Я подавляю фырканье. Мысль о том, что Серена − мягкосердечная девушка, смехотворна. Серена − такая девушка, которая когда-то угрожала, что скажет Хозяйке Огден, что я ударила ее, если я не встану под улей. Она хотела увидеть, сколько пройдет времени, прежде чем меня ужалят. (Два часа, как оказалось).

Конечно, это было до того, как я ожесточилась. До того, как я начала изучать Хозяйку и то, как она убеждала других делать, что она приказывает. После того, как я овладела тонким искусством манипуляции, я поняла, что могу убедить Серену делать все, что я хочу.

Знаешь, Серена, я слышала, как одна женщина говорила в городе, что если постоять в болоте, кожа станет бледнее? Это, должно быть, правда, потому что она была такая красивая…

— Серена заботится о тебе по-своему, сложным способом, — продолжил Гордон.

— Нет ничего сложного в том, чтобы быть испорченным ребенком, — говорю я.

Его лицо темнеет, и он поднимает корзину.

— Я должен отдать это Тимоти, — говорит он сухо. — Можешь присмотреть за рагу?

Он проскакивает мимо меня, и я остаюсь, гадая, почему мои слова так разозлили его.

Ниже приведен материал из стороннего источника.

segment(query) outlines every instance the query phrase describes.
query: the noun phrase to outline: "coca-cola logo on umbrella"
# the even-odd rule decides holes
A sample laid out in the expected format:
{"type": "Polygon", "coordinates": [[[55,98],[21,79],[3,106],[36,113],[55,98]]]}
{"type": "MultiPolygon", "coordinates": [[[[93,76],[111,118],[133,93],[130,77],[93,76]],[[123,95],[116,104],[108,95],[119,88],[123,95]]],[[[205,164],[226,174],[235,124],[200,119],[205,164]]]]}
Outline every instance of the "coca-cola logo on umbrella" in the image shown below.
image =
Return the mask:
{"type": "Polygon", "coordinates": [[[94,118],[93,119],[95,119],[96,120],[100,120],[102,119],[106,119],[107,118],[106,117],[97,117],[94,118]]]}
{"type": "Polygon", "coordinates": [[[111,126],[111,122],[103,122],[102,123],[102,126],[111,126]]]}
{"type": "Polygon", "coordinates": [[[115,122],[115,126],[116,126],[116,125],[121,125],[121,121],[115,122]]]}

Тут дверь открывается позади меня, и тень отбрасывается на стену. Горячее дыхание касается моей шеи, и мурашки покрывают мои руки. Это должно быть тот мужик с сальными волосам, пришел посмотреть, не пересмотрела ли я предложение «дружбы». Как только я дотрагиваюсь до своего кинжала, рука хватает мое плечо. Я кричу и поворачиваюсь, и мой кинжал почти разрезает руку Мистера Траверса.

— Мне так жаль, Мистер Траверс, — говорю я, вздыхая с облегчением, пока убираю кинжал назад в свой карман.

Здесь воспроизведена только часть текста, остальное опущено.